02 Gen “Absurd” by Cyril Joseph
“Absurd” is an incredibly complex short film, and in just six minutes, the director, Cyril Joseph, manages to build a profound universe of suggestions and subplots that in the end escape the predictability and give us a shocking ending. What is most striking about this intense film is the cinematographic language used to tell this story. The choice to not to use dialogues proves to be a great intuition, and silence becomes an instrument of communication even stronger than words. But Joseph turns it into something more. Silence becomes a blank page, on which sounds and movement insinuate themselves, in an enveloping sensorial orchestra that slowly weave a web full of meanings. The refined work of staging does not end here, and the narration reaches its turning point in a fulminating way, nailing the viewer to reality, which until then had been sublimated in a splendid choreography.

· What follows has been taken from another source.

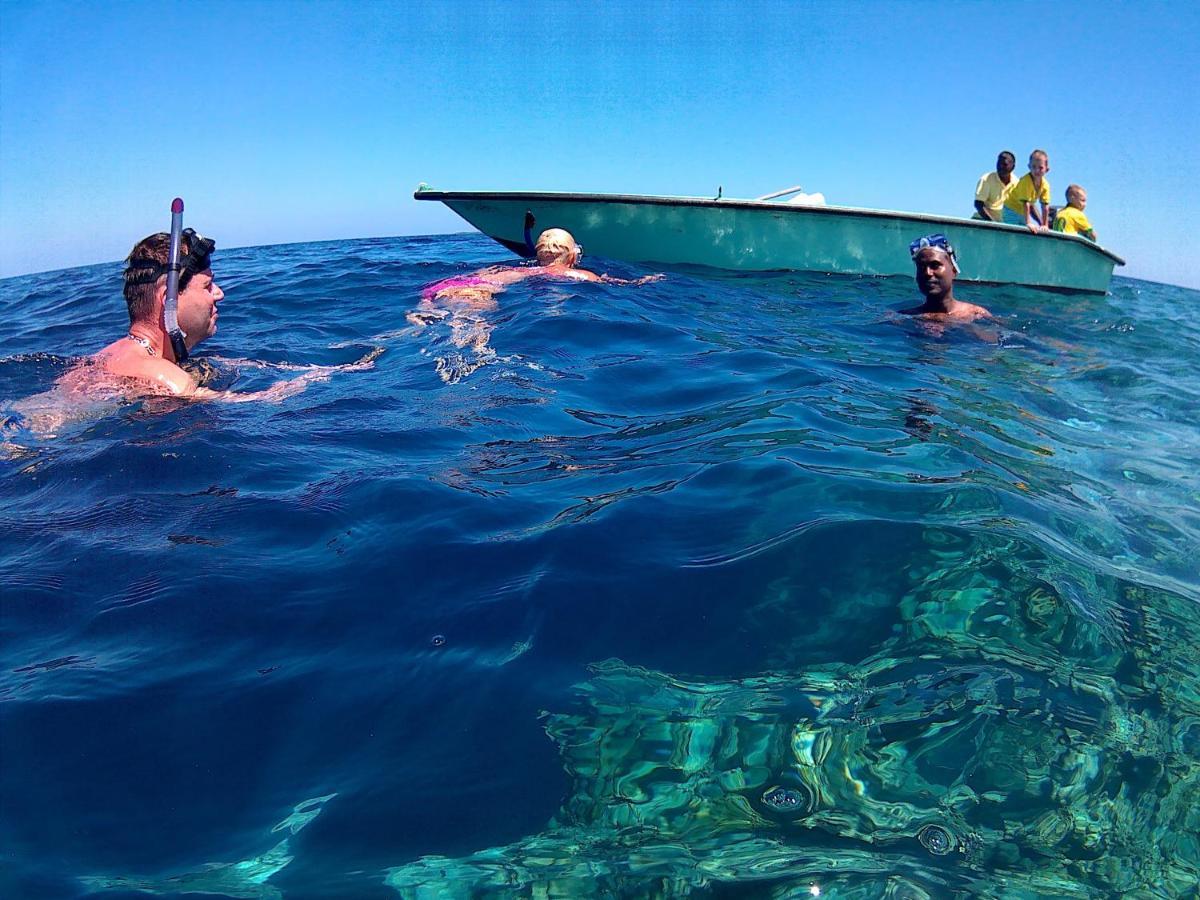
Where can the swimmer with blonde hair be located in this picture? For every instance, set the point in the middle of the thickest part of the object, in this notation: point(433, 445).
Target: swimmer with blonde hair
point(462, 299)
point(558, 257)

In fact, the film proceeds in a fascinating, slightly naive atmosphere, but just apparently “naive”. The camera lets itself be guided by the pretty looks of the little girl and lingers on the delicacy of the bond between the two protagonists.
In the second half of the film, with great talent, these suggestions are completely reversed with a mature awareness that leaves the viewer bewitched and surprised at the same time. Cyril Joseph therefore gives us a piece of true cinema, in which reality and its social urgencies become part of a broader expression involving the senses and the artistic narration, in a winning combination.